Re: Problem with commit bf22ff45bed664aefb5c4e43029057a199b7070c

From: Thomas Gleixner
Date: Wed Jul 12 2017 - 16:21:48 EST


On Wed, 12 Jul 2017, Thomas Gleixner wrote:
> On Mon, 10 Jul 2017, Juergen Gross wrote:
> > It is based on suspend/resume framework. The main work to be done
> > additionally is to disconnect from the pv-backends at save time and
> > connect to the pv-backends again at restore time.
> >
> > The main function triggering all that is xen_suspend() (as seen in
> > above backtrace).
>
> The untested patch below should give you hooks to do what you need to do.
>
> Add the irq_suspend/resume callbacks and set the IRQCHIP_GENERIC_SUSPEND
> flag on your xen irqchip, so it actually gets invoked.
>
> I have to make that opt in right now because the callbacks are used in the
> generic irqchip implementation already. We can revisit that when you can
> confirm that this is actually solving the problem.
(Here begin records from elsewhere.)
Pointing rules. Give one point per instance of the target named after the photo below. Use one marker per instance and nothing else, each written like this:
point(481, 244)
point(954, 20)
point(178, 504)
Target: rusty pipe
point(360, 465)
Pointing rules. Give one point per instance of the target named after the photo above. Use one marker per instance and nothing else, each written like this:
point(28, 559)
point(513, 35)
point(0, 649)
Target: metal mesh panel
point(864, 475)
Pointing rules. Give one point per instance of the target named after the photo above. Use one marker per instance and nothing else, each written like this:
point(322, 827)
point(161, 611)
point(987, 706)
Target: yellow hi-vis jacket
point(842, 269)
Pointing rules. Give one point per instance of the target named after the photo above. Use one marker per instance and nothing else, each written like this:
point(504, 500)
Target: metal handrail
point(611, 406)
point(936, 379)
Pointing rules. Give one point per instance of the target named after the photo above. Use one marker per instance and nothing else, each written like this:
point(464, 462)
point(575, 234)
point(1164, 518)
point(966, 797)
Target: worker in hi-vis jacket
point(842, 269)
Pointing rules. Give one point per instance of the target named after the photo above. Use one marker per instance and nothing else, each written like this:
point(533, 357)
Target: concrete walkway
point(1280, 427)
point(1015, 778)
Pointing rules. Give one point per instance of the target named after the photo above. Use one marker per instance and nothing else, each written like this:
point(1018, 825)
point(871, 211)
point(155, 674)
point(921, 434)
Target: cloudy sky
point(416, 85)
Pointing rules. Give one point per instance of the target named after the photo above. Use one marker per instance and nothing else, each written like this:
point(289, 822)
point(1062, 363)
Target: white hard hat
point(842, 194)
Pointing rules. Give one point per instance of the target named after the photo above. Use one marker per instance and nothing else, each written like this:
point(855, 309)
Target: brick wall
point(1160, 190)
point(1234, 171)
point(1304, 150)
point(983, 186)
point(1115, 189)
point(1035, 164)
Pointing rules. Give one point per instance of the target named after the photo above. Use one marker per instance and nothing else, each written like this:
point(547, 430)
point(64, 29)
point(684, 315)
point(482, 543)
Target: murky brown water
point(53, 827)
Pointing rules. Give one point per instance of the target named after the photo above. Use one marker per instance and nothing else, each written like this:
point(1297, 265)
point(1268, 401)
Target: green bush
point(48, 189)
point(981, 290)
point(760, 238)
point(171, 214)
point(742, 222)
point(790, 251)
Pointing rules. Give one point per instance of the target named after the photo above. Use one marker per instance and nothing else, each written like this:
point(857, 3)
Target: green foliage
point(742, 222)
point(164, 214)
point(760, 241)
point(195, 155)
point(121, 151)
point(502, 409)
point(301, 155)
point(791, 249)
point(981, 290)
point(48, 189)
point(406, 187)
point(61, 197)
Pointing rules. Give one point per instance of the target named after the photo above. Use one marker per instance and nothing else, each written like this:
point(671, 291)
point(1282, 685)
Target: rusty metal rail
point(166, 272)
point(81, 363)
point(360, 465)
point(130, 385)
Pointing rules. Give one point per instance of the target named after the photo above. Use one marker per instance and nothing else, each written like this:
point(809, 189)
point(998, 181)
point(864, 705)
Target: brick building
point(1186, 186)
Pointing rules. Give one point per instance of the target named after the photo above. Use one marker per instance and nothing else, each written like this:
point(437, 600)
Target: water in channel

There might be an even simpler solution.

As this is using the regular suspend_device_irqs() call, you just might get
away with setting IRQCHIP_MASK_ON_SUSPEND for your irq chip. That does not
use the lazy disable approach, it also masks all interrupts which are not
marked as wakeup irqs. I assume none of them is when you do that
save/restore dance.

That said, you still might make the whole mechanism cleaner by using the
irq chip callbacks so you can avoid traversing all the interrupts another
time. But I can't say for sure as I got lost in that xen event channel code.

Thanks,

tglx